Vol. 8, No. 8 Week of February 23, 2003

Forest Oil posts quarterly profit as productions volumes drop

Allen Baker, PNA contributing writer

Forest Oil Corp. earned $9.2 million in the fourth quarter as higher prices made up for a continuing slide in production of both oil and gas.

The Denver-based independent lost $29.7 million in the fourth quarter of 2001 as a result of Enron-related charges and impairments on foreign properties. Forest showed a $2.9 million profit in the third quarter.

For 2002 as a whole, earnings were $24.5 million, just a quarter of what the company made in 2001.

This year’s fourth quarter did mark the start of production from Forest’s Redoubt Shoal field in Cook Inlet, a project that has taken a major part of Forest’s capital spending.

The company said the reduced fourth-quarter production total resulted from the hurricane in the Gulf of Mexico, property sales, and the normal declines caused by reduced capital spending. Those were the same reasons cited for a similar decline last quarter, but production has dropped even further since then.

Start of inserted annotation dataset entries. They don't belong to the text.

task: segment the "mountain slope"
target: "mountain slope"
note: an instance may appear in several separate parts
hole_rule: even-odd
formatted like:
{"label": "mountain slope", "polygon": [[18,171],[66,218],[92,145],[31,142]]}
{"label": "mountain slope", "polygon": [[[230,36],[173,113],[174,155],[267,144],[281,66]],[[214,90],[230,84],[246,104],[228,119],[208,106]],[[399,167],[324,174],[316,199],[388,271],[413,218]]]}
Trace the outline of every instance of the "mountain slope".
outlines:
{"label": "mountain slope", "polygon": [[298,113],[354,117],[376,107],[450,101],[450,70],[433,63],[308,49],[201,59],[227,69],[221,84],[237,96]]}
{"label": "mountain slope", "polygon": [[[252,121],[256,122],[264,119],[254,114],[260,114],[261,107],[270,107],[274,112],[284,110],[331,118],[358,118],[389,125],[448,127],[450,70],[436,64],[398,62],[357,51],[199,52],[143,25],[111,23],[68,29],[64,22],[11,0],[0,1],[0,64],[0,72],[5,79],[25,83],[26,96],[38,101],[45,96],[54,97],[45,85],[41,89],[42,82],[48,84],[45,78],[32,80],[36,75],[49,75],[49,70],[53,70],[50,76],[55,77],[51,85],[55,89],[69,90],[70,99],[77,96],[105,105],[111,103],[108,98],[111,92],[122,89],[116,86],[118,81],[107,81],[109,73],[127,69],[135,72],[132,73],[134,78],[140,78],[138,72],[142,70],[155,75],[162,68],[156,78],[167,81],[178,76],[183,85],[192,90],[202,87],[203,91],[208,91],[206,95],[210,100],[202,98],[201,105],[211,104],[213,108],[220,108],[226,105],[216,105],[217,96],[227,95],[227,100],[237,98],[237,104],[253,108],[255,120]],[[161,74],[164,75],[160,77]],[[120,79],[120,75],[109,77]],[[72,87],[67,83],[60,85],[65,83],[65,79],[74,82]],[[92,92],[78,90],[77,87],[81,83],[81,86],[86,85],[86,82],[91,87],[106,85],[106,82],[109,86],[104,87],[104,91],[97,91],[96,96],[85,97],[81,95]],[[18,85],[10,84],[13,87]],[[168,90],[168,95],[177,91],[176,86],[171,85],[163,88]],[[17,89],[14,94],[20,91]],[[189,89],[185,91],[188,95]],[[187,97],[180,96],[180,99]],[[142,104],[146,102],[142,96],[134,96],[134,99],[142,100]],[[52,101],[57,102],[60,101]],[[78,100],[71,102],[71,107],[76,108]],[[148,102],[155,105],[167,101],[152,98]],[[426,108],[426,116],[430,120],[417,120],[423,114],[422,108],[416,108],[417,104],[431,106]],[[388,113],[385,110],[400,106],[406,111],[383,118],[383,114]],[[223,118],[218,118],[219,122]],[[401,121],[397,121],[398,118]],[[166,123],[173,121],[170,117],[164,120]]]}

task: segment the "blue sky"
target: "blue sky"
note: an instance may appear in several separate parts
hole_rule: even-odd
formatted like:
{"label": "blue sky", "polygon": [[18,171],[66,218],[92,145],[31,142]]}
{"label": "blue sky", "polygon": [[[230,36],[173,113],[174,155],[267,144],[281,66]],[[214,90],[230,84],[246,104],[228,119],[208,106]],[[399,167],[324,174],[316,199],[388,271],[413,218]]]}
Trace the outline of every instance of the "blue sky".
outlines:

For the fourth quarter, gas flows averaged 246.8 million cubic feet a day, down 9 percent from the same period in 2001 and down 4 percent from the third-quarter number. Annual production took a bigger drop from the 2001 figure, 15 percent, to 252.2 million cubic feet daily.

But Forest was rescued by a higher average sale price, at least for the fourth quarter. Forest’s natural gas sold for an average of $3.58 for each thousand cubic feet, 28 percent higher than fourth-quarter 2001, when the average price was $2.79.

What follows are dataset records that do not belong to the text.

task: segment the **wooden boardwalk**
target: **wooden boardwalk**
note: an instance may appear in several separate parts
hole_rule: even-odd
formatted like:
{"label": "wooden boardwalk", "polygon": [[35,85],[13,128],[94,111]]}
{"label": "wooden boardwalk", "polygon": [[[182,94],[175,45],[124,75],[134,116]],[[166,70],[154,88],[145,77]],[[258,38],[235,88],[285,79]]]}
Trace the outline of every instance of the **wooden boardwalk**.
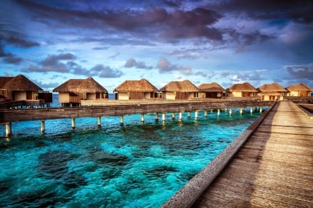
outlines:
{"label": "wooden boardwalk", "polygon": [[313,207],[313,120],[278,103],[193,207]]}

Liquids down despite Redoubt

Liquids production was 22,500 barrels daily in the recent quarter, down 26 percent from 30,600 barrels in the final quarter of 2001 and down from 24,400 barrels daily in the third quarter. The company did say that lack of tanker shipments in Alaska led to higher inventories at the end of the year than expected, so that may have cut the daily figure a bit.

Average sale price for the liquids rose 14 percent compared with the 2001 fourth period, to $21.87 a barrel in the last quarter of 2002.

Capital spending for 2002 was $354.2 million. Of that, 30 percent went to exploration and 70 percent to development, with a substantial part of the development budget going to Redoubt Shoal.

Over the year, Forest drilled 69 wells, with an overall success rate of 75 percent. The company expects to put $300 million to $350 million into capital projects this year.

Revenues for the quarter were $127.6 million, up 2 percent from a period a year ago and up by the same percentage from the third quarter number. Annual revenues for 2002 were $471.7 million. That’s down by a third compared with 2001.